Mother Nature has messed a little, this year, with the National Cherry Blossom Festival, which is celebrating the centennial of Japan’s gift of cherry trees to Washington, D.C. The unusually mild, near-summer weather has caused the blossoms to hit their peak days much earlier than usual — as well as threatening storm weekend weather that might harm the blossoms.
Nothing, however, can dampen the presence of the festival itself which will run through April 27 with its myriad exhibitions, festivals, celebrations, films and performances.
Especially spectacular are the launching of three major and stellar exhibitions celebrating the finest expressions of Japanese art from the Edo period at two noteworthy venues, the National Gallery of Art and the Smithsonian’s Arthur M. Sackler Gallery. The exhibitions are accompanied by a host of special events and programs during the run of the festival and the exhibitions, including films, concerts, performances, lectures, tours, gallery talks and more.

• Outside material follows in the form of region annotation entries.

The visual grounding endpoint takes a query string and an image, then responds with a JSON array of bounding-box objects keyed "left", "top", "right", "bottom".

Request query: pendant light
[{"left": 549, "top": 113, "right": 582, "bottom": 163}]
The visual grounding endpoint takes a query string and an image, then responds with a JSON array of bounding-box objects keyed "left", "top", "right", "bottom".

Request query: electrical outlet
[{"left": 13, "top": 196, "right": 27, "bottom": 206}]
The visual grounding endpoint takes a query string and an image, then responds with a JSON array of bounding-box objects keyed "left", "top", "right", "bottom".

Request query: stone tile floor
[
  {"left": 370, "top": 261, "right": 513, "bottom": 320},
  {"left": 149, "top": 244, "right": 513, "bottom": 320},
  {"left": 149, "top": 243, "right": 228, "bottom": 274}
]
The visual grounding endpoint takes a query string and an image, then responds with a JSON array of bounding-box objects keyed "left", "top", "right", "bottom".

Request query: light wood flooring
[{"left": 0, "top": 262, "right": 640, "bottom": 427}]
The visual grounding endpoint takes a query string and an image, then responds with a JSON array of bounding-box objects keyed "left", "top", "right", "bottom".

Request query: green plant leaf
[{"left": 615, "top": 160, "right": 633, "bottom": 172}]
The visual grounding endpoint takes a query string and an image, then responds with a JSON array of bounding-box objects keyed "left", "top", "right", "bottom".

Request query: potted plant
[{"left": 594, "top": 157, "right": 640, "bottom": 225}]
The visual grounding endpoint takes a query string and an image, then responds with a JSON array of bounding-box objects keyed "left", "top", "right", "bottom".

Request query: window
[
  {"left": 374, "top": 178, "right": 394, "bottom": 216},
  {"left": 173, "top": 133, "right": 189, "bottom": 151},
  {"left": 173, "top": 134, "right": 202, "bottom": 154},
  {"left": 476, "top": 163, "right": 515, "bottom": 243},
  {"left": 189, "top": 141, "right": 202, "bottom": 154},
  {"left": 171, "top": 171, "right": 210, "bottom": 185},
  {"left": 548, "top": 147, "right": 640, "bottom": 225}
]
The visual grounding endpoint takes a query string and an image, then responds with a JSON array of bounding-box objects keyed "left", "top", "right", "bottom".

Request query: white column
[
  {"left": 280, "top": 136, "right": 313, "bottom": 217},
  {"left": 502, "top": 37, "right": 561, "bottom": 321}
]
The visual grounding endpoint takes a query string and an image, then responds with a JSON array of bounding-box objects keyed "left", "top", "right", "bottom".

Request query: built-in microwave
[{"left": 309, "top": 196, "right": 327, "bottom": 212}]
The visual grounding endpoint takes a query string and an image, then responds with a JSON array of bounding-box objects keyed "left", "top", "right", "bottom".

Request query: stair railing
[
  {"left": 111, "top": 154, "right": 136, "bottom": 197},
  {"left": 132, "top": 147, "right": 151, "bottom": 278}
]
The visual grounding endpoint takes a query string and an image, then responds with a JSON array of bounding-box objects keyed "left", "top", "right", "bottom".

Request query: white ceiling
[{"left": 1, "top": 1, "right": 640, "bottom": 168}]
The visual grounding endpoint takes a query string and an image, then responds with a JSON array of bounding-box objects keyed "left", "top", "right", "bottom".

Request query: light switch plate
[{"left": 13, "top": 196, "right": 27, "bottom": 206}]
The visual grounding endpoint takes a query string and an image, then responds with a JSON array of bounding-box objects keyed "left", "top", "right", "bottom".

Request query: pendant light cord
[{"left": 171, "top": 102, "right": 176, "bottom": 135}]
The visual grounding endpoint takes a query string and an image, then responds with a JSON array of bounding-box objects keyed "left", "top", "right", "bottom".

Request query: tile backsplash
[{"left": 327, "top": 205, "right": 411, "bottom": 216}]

Under the heading of “Japan Spring,” these shows mark the first time any city outside Japan has hosted three major exhibitions of masterworks by distinguished Edo-period Japanese artists.
The National Gallery of Art will host the “Colorful Realm of Living Beings,” a 30-scroll set of bird-and-flower paintings by the renowned Edo-period artist Ito Jakuchu who worked on the scrolls for nearly ten years in the middle of the 1700s.

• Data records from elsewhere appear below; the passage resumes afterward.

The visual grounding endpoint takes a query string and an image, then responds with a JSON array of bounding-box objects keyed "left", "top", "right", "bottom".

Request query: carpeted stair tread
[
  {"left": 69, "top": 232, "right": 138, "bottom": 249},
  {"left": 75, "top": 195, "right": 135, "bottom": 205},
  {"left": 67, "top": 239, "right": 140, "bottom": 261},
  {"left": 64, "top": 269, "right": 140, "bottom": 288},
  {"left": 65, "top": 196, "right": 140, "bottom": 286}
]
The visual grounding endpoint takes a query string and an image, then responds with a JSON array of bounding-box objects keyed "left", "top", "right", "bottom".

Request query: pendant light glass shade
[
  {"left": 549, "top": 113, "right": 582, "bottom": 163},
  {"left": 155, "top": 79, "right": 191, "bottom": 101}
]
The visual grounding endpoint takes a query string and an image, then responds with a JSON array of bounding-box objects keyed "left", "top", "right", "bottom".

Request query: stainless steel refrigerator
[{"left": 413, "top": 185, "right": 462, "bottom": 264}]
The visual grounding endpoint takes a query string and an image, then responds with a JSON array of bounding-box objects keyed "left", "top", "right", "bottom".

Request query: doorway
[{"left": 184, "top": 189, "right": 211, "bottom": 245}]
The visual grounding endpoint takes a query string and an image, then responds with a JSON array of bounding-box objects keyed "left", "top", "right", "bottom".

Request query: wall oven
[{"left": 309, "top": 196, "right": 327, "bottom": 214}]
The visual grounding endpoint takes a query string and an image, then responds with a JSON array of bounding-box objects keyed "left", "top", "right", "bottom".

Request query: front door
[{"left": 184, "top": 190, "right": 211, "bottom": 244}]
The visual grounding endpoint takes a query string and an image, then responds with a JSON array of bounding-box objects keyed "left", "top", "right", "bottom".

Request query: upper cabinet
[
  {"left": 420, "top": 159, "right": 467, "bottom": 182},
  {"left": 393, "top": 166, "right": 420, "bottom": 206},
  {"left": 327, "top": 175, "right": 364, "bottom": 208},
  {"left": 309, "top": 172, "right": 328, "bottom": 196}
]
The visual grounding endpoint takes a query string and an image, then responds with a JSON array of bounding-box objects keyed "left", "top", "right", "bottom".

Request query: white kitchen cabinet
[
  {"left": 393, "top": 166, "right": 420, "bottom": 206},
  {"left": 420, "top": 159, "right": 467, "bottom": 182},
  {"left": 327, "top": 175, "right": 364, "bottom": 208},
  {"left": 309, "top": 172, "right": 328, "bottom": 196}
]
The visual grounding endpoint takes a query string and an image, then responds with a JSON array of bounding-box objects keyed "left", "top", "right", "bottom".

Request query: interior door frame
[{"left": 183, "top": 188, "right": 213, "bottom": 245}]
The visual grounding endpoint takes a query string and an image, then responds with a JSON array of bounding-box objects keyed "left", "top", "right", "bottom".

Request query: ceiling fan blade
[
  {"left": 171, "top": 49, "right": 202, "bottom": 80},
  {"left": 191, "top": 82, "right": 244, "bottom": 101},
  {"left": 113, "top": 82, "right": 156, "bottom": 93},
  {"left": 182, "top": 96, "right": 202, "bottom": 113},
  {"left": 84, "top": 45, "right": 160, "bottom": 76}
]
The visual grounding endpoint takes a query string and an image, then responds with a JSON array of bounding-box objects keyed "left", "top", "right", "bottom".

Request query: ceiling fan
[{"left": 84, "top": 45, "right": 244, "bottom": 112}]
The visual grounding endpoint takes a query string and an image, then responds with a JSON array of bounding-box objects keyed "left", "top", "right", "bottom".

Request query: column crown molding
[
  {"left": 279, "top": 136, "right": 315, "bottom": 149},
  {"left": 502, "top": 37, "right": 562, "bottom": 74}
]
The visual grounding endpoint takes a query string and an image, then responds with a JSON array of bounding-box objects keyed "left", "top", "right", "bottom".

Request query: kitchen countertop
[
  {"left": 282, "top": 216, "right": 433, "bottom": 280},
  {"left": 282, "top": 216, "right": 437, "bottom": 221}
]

This exhibition marks the first time that all 30 scrolls have been on view in the United States, but also the first time any of the individual scrolls have been seen here since their six-year long restoration. The scrolls are being lent to the National Gallery for one month by the Imperial House of Japan.

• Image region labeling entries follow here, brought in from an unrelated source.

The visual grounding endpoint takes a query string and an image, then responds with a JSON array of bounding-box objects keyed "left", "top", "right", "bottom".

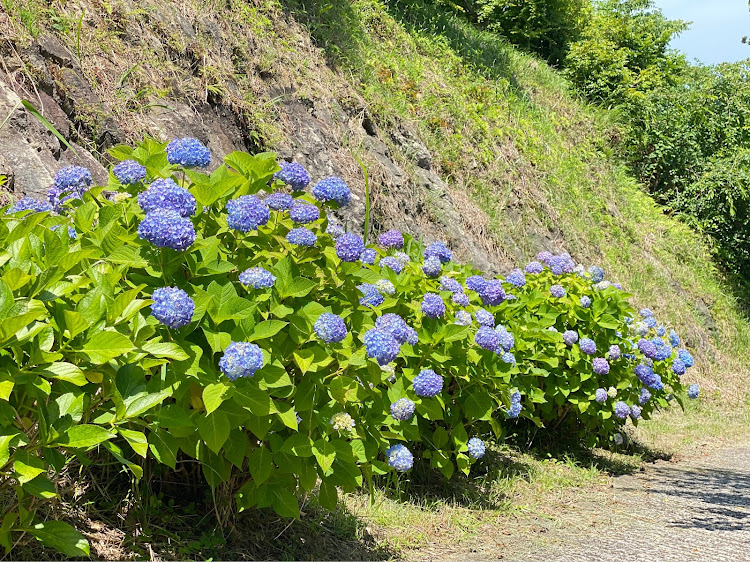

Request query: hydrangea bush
[{"left": 0, "top": 139, "right": 698, "bottom": 556}]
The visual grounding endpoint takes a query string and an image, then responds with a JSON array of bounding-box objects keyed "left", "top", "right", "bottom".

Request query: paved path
[{"left": 500, "top": 447, "right": 750, "bottom": 562}]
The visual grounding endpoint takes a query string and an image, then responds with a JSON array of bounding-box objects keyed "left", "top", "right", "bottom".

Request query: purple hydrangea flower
[
  {"left": 422, "top": 293, "right": 445, "bottom": 318},
  {"left": 289, "top": 201, "right": 320, "bottom": 224},
  {"left": 263, "top": 191, "right": 296, "bottom": 211},
  {"left": 591, "top": 357, "right": 609, "bottom": 375},
  {"left": 167, "top": 137, "right": 211, "bottom": 168},
  {"left": 231, "top": 195, "right": 271, "bottom": 232},
  {"left": 578, "top": 338, "right": 596, "bottom": 355},
  {"left": 313, "top": 312, "right": 347, "bottom": 343},
  {"left": 313, "top": 176, "right": 351, "bottom": 207},
  {"left": 479, "top": 279, "right": 505, "bottom": 306},
  {"left": 138, "top": 178, "right": 195, "bottom": 217},
  {"left": 424, "top": 242, "right": 453, "bottom": 263},
  {"left": 240, "top": 267, "right": 276, "bottom": 289},
  {"left": 466, "top": 437, "right": 486, "bottom": 459},
  {"left": 474, "top": 326, "right": 500, "bottom": 351},
  {"left": 379, "top": 256, "right": 404, "bottom": 274},
  {"left": 151, "top": 287, "right": 195, "bottom": 330},
  {"left": 286, "top": 226, "right": 318, "bottom": 247},
  {"left": 378, "top": 230, "right": 404, "bottom": 250},
  {"left": 138, "top": 210, "right": 195, "bottom": 252},
  {"left": 362, "top": 329, "right": 401, "bottom": 365},
  {"left": 219, "top": 342, "right": 263, "bottom": 380},
  {"left": 422, "top": 256, "right": 443, "bottom": 277},
  {"left": 411, "top": 369, "right": 443, "bottom": 398},
  {"left": 273, "top": 162, "right": 310, "bottom": 191},
  {"left": 615, "top": 400, "right": 630, "bottom": 420},
  {"left": 549, "top": 285, "right": 565, "bottom": 299},
  {"left": 112, "top": 160, "right": 146, "bottom": 185},
  {"left": 391, "top": 398, "right": 416, "bottom": 421},
  {"left": 385, "top": 443, "right": 414, "bottom": 472},
  {"left": 336, "top": 233, "right": 365, "bottom": 262},
  {"left": 563, "top": 330, "right": 578, "bottom": 345}
]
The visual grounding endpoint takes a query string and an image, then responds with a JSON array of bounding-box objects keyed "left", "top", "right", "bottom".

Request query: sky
[{"left": 655, "top": 0, "right": 750, "bottom": 64}]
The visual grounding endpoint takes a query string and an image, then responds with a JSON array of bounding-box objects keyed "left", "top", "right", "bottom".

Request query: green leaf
[
  {"left": 247, "top": 446, "right": 273, "bottom": 486},
  {"left": 196, "top": 411, "right": 232, "bottom": 454},
  {"left": 56, "top": 424, "right": 115, "bottom": 449},
  {"left": 28, "top": 521, "right": 91, "bottom": 558},
  {"left": 81, "top": 330, "right": 135, "bottom": 365}
]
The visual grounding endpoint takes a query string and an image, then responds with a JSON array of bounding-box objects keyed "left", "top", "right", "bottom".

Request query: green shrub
[{"left": 0, "top": 140, "right": 700, "bottom": 556}]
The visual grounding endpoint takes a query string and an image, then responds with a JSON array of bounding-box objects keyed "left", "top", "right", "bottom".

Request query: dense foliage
[{"left": 0, "top": 139, "right": 698, "bottom": 556}]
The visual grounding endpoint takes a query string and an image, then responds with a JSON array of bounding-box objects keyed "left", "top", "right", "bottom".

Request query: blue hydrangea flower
[
  {"left": 591, "top": 357, "right": 609, "bottom": 375},
  {"left": 375, "top": 312, "right": 409, "bottom": 343},
  {"left": 505, "top": 268, "right": 526, "bottom": 287},
  {"left": 422, "top": 256, "right": 443, "bottom": 277},
  {"left": 578, "top": 338, "right": 596, "bottom": 355},
  {"left": 359, "top": 248, "right": 378, "bottom": 265},
  {"left": 589, "top": 265, "right": 604, "bottom": 283},
  {"left": 672, "top": 358, "right": 686, "bottom": 376},
  {"left": 5, "top": 197, "right": 52, "bottom": 216},
  {"left": 615, "top": 400, "right": 630, "bottom": 420},
  {"left": 112, "top": 160, "right": 146, "bottom": 185},
  {"left": 379, "top": 256, "right": 404, "bottom": 273},
  {"left": 138, "top": 178, "right": 195, "bottom": 217},
  {"left": 466, "top": 437, "right": 486, "bottom": 459},
  {"left": 138, "top": 210, "right": 195, "bottom": 252},
  {"left": 411, "top": 369, "right": 443, "bottom": 398},
  {"left": 669, "top": 330, "right": 680, "bottom": 347},
  {"left": 454, "top": 310, "right": 471, "bottom": 326},
  {"left": 677, "top": 349, "right": 694, "bottom": 368},
  {"left": 638, "top": 388, "right": 651, "bottom": 406},
  {"left": 638, "top": 339, "right": 657, "bottom": 359},
  {"left": 336, "top": 233, "right": 365, "bottom": 263},
  {"left": 688, "top": 384, "right": 700, "bottom": 400},
  {"left": 391, "top": 398, "right": 416, "bottom": 421},
  {"left": 424, "top": 242, "right": 453, "bottom": 263},
  {"left": 226, "top": 195, "right": 271, "bottom": 232},
  {"left": 563, "top": 330, "right": 578, "bottom": 345},
  {"left": 479, "top": 279, "right": 505, "bottom": 306},
  {"left": 422, "top": 293, "right": 445, "bottom": 318},
  {"left": 289, "top": 201, "right": 320, "bottom": 224},
  {"left": 440, "top": 275, "right": 464, "bottom": 293},
  {"left": 151, "top": 287, "right": 195, "bottom": 330},
  {"left": 549, "top": 285, "right": 565, "bottom": 299},
  {"left": 313, "top": 176, "right": 352, "bottom": 207},
  {"left": 375, "top": 279, "right": 396, "bottom": 296},
  {"left": 286, "top": 226, "right": 318, "bottom": 247},
  {"left": 474, "top": 326, "right": 500, "bottom": 351},
  {"left": 167, "top": 137, "right": 211, "bottom": 168},
  {"left": 378, "top": 230, "right": 404, "bottom": 250},
  {"left": 385, "top": 443, "right": 414, "bottom": 472},
  {"left": 474, "top": 308, "right": 495, "bottom": 328},
  {"left": 357, "top": 283, "right": 385, "bottom": 307},
  {"left": 273, "top": 162, "right": 310, "bottom": 191},
  {"left": 466, "top": 275, "right": 487, "bottom": 293},
  {"left": 219, "top": 342, "right": 263, "bottom": 381},
  {"left": 326, "top": 222, "right": 346, "bottom": 238},
  {"left": 495, "top": 324, "right": 516, "bottom": 351},
  {"left": 500, "top": 351, "right": 516, "bottom": 365},
  {"left": 240, "top": 267, "right": 276, "bottom": 289},
  {"left": 451, "top": 293, "right": 469, "bottom": 306},
  {"left": 313, "top": 312, "right": 347, "bottom": 343},
  {"left": 263, "top": 191, "right": 296, "bottom": 210},
  {"left": 362, "top": 329, "right": 401, "bottom": 365}
]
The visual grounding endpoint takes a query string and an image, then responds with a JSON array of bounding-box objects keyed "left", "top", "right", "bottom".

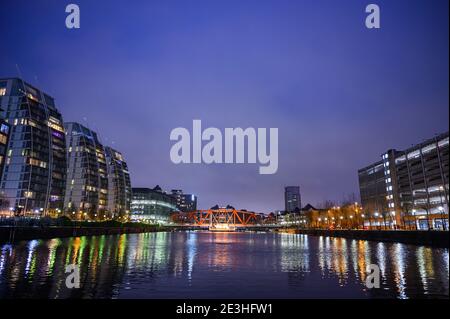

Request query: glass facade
[
  {"left": 0, "top": 78, "right": 66, "bottom": 216},
  {"left": 130, "top": 186, "right": 178, "bottom": 224},
  {"left": 64, "top": 123, "right": 108, "bottom": 220},
  {"left": 358, "top": 132, "right": 449, "bottom": 230},
  {"left": 105, "top": 147, "right": 131, "bottom": 219},
  {"left": 284, "top": 186, "right": 302, "bottom": 213}
]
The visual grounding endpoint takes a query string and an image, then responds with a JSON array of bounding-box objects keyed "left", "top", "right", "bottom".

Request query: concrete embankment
[
  {"left": 279, "top": 229, "right": 449, "bottom": 248},
  {"left": 0, "top": 226, "right": 174, "bottom": 243}
]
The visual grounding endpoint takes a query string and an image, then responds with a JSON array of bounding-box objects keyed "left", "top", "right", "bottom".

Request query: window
[{"left": 0, "top": 124, "right": 9, "bottom": 134}]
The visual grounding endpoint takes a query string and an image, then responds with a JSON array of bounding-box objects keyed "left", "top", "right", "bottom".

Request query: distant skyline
[{"left": 0, "top": 0, "right": 449, "bottom": 212}]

The scrolls—exquisitely detailed and stunning—seem to embrace the larger cosmos of the Buddha nature itself, as they embrace and pull together many strands of East Asian traditions of bird-and-flower painting.
“Colorful Realm” also manages to reunite his masterpiece with Jakuchu’s famous triptych of the Buddha Sakyamuni from the Zen monastery Shokokuji in Kyoto.
“Colorful Realm” will be on view at the National Gallery March 30 through April 29.
The Sackler Gallery will host both “Masters of Mercy: Buddha’s Amazing Disciples” and “Hokusai: 36 Views of Mount Fuji,” both examples of masterworks by two artists whose works reflect and exemplify the interests and identity of 19th-century Edo (now Tokyo).
In “Masters of Mercy,” artist Kano Kazunobo produced a series of phantasmagoric paintings on the theme of the lives and deeds of Buddha’s 500 disciples. The exhibitions includes many paintings from the 100-painting series Kazunobo created over nine years for the Pure Land Buddhist temple Zojozi in the heart of Edo.
These paintings have never been displayed outside of Japan. They imagine the lives of the disciples living in the great wide world performing both mundane tasks and miraculous feats of compassion and mercy. “Masters of Mercy” will be on display through July 8.
Opening March 24 is “Hokusai: 36 Views of Mount Fuji,” works by Japan’s most famous artist, Katushika Hokusai and his most famous works, a print series which include some of the best known works of art in the world, including “Beneath the Wave of Kanagawa,” or “The Great Wave,” and “South Wind at Clear Dawn” or “Red Fuji.” Ten prints were added to this series because of the popularity of the art when it was first viewed, leaving us with 46 images in total—all prints of exceptional quality. The exhibition will be on view through June 17.